Deux réponses radicalement opposées sont en débat :

  • Pour les uns, il faudrait, a minima, organiser un boycott diplomatique comme les États-Unis ont été les premiers à le proposer, suivis ensuite par le Royaume-Uni, l’Australie et le Canada. La portée d’un tel boycott est essentiellement symbolique et touche à la réputation de la Chine sur la scène internationale ;
  • Pour les autres, il ne faut rien faire, l’Occident n’ayant pas la légitimité nécessaire pour donner des leçons en la matière avec, par exemple, ses ventes d’armement à des régimes non démocratiques qui en ont fait un usage bafouant les droits humains.

Une fois de plus, ces querelles ne font que revenir sur l’éternelle question de la fausse neutralité du sport. Dans l’entre-deux guerres, les rencontres sportives entre pays démocratiques et dictatures deviennent des enjeux idéologiques de premier plan. Ces tensions se poursuivent et s’amplifient dans l’après-guerre avec la guerre froide que se mènent les deux blocs. Il en est ainsi du boycott des JO de Moscou par les États- Unis suivi de celui des JO de Los Angeles par l’URSS.
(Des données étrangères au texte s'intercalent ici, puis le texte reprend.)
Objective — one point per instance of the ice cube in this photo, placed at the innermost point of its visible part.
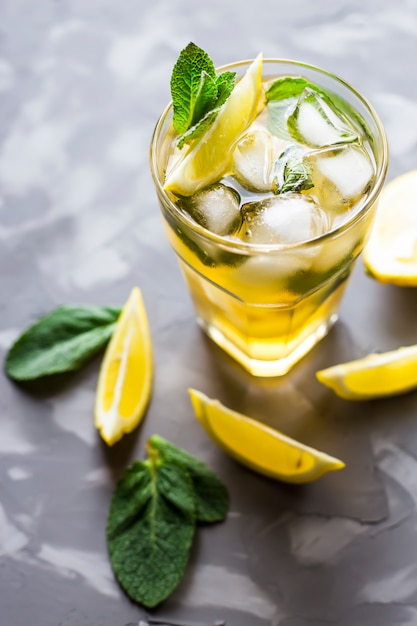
(284, 219)
(314, 123)
(216, 208)
(254, 157)
(341, 175)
Cette fausse neutralité du sport vis-à-vis du politique se double, à partir des années 1980, d’une dépendance de plus en plus forte à l’égard de la logique économique de marché. Cela permet de comprendre que l’accueil de grands évènements sportifs se fait de plus en plus dans des pays à régime politique autoritaire qui sont capables d’imposer des choix qui ne seraient pas nécessairement admis dans une démocratie. Face à une rentabilité non assurée, des régimes forts sont capables de garantir l’acceptation de dépenses d’organisation qui pourraient avoir une meilleure utilité sociale dans d’autres secteurs.

Il faut donc connaître, au-delà des oppositions idéologiques, les véritables enjeux économiques globaux qui entourent l’acceptation ou le refus du boycott des grands évènements sportifs. Et il est malheureusement à craindre que l’éthique ne pèsera pas très lourd face à l’économique.